Этот подход невмешательства в экономику — и социально-экономические эффекты, с которыми он был связан — в конечном итоге породил новое ответвление либерализма, известное как прогрессивизм. Сторонники прогресса в конце 19-го и начале 20-го веков заметили, что необузданные рынки, какими бы ни были их преимущества, также создают внешние эффекты, включая новые формы неравенства, городскую бедность, социальную нестабильность, экономическую концентрацию и промышленный класс, который, несмотря на свои достоинства, демонстрирует многие из пороки старой элиты шелковых чулок (и новых в придачу).Эти опасения были усилены экономической депрессией 1873 года — худшей из тех, что страна когда-либо знала, — а затем еще одной в 1893 году, в которой были замешаны, соответственно, железнодорожная промышленность и финансовые спекуляции. «[F] или впервые, — объясняет Розенблум, — городам по всей стране приходилось бороться с большими массами промышленных рабочих, оставленных с работы и неспособных содержать себя». Конец века ознаменовался ростом массовой безработицы, социальных волнений и ожесточенных конфликтов, кульминацией которых стала политическая перестройка 1896 года.
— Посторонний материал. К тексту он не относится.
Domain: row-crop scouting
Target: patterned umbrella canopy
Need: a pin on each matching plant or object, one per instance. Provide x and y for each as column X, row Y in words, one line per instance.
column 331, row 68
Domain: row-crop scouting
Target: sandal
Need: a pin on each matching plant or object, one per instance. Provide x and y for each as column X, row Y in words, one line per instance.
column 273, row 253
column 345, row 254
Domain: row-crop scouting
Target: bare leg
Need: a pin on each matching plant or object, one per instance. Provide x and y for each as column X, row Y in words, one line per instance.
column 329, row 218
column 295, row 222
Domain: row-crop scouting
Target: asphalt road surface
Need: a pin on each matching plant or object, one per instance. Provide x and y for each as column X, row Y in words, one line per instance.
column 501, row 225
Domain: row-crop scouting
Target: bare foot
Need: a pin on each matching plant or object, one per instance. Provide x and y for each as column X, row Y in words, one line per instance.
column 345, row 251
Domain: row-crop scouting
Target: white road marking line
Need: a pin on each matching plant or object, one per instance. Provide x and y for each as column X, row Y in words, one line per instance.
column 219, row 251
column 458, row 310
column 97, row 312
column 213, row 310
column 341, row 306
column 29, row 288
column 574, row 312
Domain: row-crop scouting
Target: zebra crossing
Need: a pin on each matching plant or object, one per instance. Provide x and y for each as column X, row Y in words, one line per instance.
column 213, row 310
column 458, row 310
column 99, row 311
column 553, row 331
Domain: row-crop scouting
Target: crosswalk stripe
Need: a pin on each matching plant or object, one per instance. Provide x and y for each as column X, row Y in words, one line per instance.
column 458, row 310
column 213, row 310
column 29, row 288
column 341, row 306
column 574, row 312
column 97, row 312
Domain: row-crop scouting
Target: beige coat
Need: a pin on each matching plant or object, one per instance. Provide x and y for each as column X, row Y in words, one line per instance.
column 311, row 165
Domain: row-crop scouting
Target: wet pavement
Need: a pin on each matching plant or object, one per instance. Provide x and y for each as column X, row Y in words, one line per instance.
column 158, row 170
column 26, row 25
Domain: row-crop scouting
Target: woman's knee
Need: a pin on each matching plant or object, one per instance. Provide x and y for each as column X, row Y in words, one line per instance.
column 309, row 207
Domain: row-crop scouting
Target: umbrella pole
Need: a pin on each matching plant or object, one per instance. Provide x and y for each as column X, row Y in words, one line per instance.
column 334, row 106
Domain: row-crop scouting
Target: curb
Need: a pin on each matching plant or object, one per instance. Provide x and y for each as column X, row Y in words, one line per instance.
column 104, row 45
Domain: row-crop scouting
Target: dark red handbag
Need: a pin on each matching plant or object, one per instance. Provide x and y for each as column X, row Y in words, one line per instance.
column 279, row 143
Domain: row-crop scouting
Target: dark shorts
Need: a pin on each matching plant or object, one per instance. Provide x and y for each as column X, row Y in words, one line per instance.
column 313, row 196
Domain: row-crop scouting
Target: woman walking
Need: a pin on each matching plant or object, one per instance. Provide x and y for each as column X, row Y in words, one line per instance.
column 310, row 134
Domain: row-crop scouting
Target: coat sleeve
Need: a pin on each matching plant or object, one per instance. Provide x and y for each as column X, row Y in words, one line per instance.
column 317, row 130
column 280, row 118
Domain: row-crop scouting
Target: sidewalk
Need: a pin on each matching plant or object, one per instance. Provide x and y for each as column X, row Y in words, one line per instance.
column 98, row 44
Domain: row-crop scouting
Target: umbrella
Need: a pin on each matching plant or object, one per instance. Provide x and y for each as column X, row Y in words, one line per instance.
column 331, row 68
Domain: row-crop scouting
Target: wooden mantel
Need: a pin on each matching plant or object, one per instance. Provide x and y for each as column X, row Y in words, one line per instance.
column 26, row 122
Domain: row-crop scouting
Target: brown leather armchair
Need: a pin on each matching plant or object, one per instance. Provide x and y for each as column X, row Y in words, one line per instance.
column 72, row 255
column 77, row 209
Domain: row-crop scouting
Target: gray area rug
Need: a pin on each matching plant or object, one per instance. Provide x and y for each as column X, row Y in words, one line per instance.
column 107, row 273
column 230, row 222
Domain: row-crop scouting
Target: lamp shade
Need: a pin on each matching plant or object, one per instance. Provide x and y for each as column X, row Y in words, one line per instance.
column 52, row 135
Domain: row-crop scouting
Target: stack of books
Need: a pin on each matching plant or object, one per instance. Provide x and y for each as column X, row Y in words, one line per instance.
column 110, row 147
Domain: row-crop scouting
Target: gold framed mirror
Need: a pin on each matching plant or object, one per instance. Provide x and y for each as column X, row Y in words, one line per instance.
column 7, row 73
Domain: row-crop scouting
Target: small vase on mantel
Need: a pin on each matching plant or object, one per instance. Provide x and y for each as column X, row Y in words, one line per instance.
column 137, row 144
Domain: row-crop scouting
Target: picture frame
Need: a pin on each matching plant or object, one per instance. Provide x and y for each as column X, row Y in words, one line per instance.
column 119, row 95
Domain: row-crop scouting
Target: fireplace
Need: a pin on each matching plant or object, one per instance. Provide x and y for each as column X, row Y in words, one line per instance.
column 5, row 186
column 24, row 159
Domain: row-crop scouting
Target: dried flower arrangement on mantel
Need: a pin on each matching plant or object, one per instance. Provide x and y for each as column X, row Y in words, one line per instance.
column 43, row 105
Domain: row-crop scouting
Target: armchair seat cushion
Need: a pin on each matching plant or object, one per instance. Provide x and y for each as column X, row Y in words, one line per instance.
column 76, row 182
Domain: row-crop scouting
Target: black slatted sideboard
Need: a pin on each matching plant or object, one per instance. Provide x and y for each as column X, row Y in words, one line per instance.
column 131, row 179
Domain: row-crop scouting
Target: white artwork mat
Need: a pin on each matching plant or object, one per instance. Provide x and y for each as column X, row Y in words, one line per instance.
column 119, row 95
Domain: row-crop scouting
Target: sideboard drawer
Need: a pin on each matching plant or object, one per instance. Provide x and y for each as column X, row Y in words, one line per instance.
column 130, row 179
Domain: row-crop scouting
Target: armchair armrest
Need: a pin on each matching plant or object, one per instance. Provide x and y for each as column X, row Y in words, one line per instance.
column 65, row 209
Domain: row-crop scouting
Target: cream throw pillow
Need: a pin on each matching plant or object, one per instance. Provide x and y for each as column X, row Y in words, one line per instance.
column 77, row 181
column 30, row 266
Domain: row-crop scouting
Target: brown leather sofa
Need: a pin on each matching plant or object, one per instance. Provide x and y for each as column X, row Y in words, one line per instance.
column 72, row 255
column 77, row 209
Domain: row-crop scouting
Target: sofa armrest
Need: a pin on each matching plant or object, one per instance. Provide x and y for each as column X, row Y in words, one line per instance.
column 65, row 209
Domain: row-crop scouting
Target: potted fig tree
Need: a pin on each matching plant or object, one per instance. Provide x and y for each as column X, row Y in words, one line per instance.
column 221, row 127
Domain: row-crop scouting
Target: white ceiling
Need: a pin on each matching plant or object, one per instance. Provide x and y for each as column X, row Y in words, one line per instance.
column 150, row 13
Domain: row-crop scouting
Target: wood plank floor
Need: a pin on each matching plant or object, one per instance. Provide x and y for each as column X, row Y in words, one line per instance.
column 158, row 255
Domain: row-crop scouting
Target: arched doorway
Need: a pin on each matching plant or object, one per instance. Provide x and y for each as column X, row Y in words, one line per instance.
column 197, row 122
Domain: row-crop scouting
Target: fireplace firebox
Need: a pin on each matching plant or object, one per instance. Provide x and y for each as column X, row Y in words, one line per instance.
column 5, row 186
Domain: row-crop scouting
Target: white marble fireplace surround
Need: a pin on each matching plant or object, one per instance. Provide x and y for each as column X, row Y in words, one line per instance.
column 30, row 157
Политические дебаты, вызванные этими социально-экономическими изменениями, не были просто разногласиями по поводу того, следует ли перераспределять ресурсы или дисциплинировать рыночные силы; Речь шла о том, какая политика необходима, чтобы противостоять экономическим реалиям fin de siècle America. В то время как либералы невмешательства нашли способы примирить индустриализацию с республиканским политическим устройством Америки, сторонники прогресса считали, что необходим новый вид политики, чтобы бороться с новыми экономическими и социальными силами и контролировать их.Прогрессизм, порожденный скорее реформистским, чем революционным импульсом, не стремился — к огорчению радикалов того времени — ниспровергнуть американский экономический порядок или политические идеалы представительного правительства. Но он действительно отошел от либерализма laissez-faire, выступая за вмешательство государства в рынок и новые политические структуры, чтобы уравновесить те, которые унаследованы от 18-го века. В частности, сторонники прогресса считали, что административные органы, укомплектованные якобы аполитичными экспертами, могут оградить законотворческий процесс от грубых действий демократической политики и разлагающего влияния частных интересов.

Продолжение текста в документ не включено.